Pour obtenir une vision à l’échelle de la planète plus réaliste, une recherche codirigée par l’université de Leeds, au Royaume-Uni, a rassemblé des experts d’une quinzaine d’organismes de divers pays (Australie, Costa Rica, Inde, Malaisie, République du Congo, etc.). À l’aide d’un ensemble de données et de simulations, les scientifiques ont étudié la façon dont la capacité à stocker du carbone chez les espèces d’arbres disséminées par de grands animaux différait de celles dispersées par de petits animaux ou via d’autres vecteurs, comme le vent ou la gravité.

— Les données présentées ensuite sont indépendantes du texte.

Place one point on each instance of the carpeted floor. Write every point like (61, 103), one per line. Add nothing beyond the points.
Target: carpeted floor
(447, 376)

Le carbone stocké dans les écosystèmes terrestres, comme les forêts tropicales (ici, la forêt amazonienne), réduit d'autant son accumulation dans l'atmosphère sous forme de dioxyde de carbone, ce qui contribue au changement climatique. © Lubasi, licence CC BY-SA 2.0
Le carbone stocké dans les écosystèmes terrestres, comme les forêts tropicales (ici, la forêt amazonienne), réduit d’autant son accumulation dans l’atmosphère sous forme de dioxyde de carbone, ce qui contribue au changement climatique. © Lubasi, licence CC BY-SA 2.0

La conservation de la nature concerne la forêt et ses animaux

Publiés dans Nature Communications, les résultats montrent que les forêts tropicales américaines, africaines et sud-asiatiques, caractérisées par une forte proportion d’espèces animales disséminatrices de graines, révèlent des pertes de carbone significatives, de 2 à 12 %. En d’autres termes, le déclin des grands animaux se traduira par des forêts moins fournies en grands arbres et donc par une diminution du carbone stocké dans le bois au fil du temps.

En revanche, les sylves d’Asie du sud-est et du continent australien, plus dépendantes des alizés et de la gravité pour la dispersion des graines, affichent aucune ou très peu de perte de carbone stocké, voire un léger gain (± 1 %).

Pour les auteurs, à l’échelle de la Terre, la défaunation engendre donc des réponses régionales différentes au niveau du stockage du carbone, selon les compositions floristiques et les modes de dispersion des graines des espèces végétales.


Pour que les forêts tropicales restent parmi les plus grands réservoirs terrestres de carbone et, de fait, des régulateurs du changement climatique, les politiques doivent se concentrer sur la sauvegarde des forêts, mais aussi sur la protection des animaux qui disséminent leurs graines.